A leadership position doesn’t make someone a leader

Many of my clients tell me they want leadership positions. Come to think of it, many of them are already in what most people would call leadership positions. They manage people, direct them, decide on bonuses, hiring, and firing, and so on.
But they aren’t satisfied with their current positions. They don’t know why. They just think they’ll like things more when they are higher on the organizational chart or running a company they started.
They misunderstand leadership, confusing a position or title with having control over their lives. The more your role consists of obligations over which you have no control, the less you are a leader and the more you’re a follower, no matter how high your salary or vaunted your title. You can be a Senator, CEO, President, Chair of the Board, … whatever. If you only meet obligations, you’re not in control of your life. If you’re not in control of your life, you’re going to feel stress, dissatisfaction, and various other forms of wanting. If you confused your leadership-sounding title with ability to control your life, you’ll have internal conflict that you can’t resolve until you understand this aspect of your situation.
When you understand the value of having control over your life — your relationships, your decisions, your tasks, etc — you realize two big things:

  • You can lead from any position.
  • You can develop the skills to control your life now, without a promotion.

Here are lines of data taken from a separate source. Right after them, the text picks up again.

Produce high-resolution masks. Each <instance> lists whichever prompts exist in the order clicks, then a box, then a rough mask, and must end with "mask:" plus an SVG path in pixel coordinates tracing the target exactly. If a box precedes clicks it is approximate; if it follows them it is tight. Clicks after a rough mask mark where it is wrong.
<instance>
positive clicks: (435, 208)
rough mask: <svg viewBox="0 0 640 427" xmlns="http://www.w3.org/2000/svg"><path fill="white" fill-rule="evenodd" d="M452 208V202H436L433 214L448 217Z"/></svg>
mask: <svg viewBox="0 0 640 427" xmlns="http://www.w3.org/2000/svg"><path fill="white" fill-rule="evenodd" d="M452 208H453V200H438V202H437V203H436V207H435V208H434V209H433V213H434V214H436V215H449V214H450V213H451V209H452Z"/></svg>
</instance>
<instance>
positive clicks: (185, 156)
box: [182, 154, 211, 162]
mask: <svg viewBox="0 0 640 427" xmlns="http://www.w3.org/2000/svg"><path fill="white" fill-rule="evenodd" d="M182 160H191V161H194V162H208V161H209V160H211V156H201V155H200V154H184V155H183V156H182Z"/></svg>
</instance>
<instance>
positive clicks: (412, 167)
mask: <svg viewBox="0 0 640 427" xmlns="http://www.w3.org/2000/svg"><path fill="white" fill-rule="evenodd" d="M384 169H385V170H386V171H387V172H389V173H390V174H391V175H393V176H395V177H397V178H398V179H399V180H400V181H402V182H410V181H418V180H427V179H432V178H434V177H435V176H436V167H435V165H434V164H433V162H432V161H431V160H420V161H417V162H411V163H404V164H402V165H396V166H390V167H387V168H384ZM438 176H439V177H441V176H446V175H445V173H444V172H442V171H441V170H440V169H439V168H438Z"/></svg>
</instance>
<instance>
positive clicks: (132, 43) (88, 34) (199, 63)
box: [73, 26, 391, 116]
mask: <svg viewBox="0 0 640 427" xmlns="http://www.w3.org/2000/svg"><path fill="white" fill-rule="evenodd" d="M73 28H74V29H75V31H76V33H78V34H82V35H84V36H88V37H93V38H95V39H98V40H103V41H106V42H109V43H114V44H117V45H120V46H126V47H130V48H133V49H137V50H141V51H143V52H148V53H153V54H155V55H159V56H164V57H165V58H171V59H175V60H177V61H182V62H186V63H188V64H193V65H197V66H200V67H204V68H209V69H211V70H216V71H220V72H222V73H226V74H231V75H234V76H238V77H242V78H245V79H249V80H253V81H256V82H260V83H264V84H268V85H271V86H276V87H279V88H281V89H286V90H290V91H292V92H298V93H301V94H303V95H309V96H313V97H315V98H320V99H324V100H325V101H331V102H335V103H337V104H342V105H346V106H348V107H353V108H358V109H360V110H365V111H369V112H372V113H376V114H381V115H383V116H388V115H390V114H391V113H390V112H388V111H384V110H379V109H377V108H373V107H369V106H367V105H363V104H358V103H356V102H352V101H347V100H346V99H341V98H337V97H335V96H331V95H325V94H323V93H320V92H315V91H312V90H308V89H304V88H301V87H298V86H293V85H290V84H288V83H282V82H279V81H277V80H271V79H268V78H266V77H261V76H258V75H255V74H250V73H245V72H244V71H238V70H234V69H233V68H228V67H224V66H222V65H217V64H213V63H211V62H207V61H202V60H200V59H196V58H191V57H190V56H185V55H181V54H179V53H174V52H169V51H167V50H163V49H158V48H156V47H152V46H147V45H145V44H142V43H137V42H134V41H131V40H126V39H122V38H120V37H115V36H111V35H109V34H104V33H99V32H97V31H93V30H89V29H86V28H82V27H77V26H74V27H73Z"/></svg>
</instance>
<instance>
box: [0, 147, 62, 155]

The second point is major. It leads to people learning to improve their lives right now with everyone, not just work colleagues. You learn to become a leader not by waiting to get promoted but by behaving how people will follow your lead and believing what promotes that behavior. Promotions will more likely follow faster, though you’ll find you want or need them less since you’ll be choosing to work on more important things, doing them more effectively, and enjoying your work more already, no longer limited by titles and positions on charts to decide important things about your life.
Since many clients describe shortcomings in how their managers lead them, an early exercise is to lead their managers in an area that isn’t working well. An exercise like this achieves several goals relevant to most people, including:

  • You take responsibility for your relationship.
  • You learn and practice up-leading.
  • You learn and practice seeing your manager as a person first and position on an organizational chart second.
  • You learn and practice asserting yourself without being aggressive.
  • You force yourself to see things from their perspective.

Usually we work up to an exercise like that, first doing solo exercises, then role-playing and practicing to prepare for different eventualities. You don’t need a coach to start practicing up-leading, but for some reason most people don’t do it on their own, probably fear combined with not seeing how to allay risk.
Anyway, skill and experience leading people independent of your positions in company charts opens you to seeing the foundation of leadership and control over your life in behavior, skills, and beliefs, which you start developing quickly.
If you want control over your life, learn behaviors and beliefs that create it. You can do that now. Don’t confuse a title that comes with obligations with control over your life.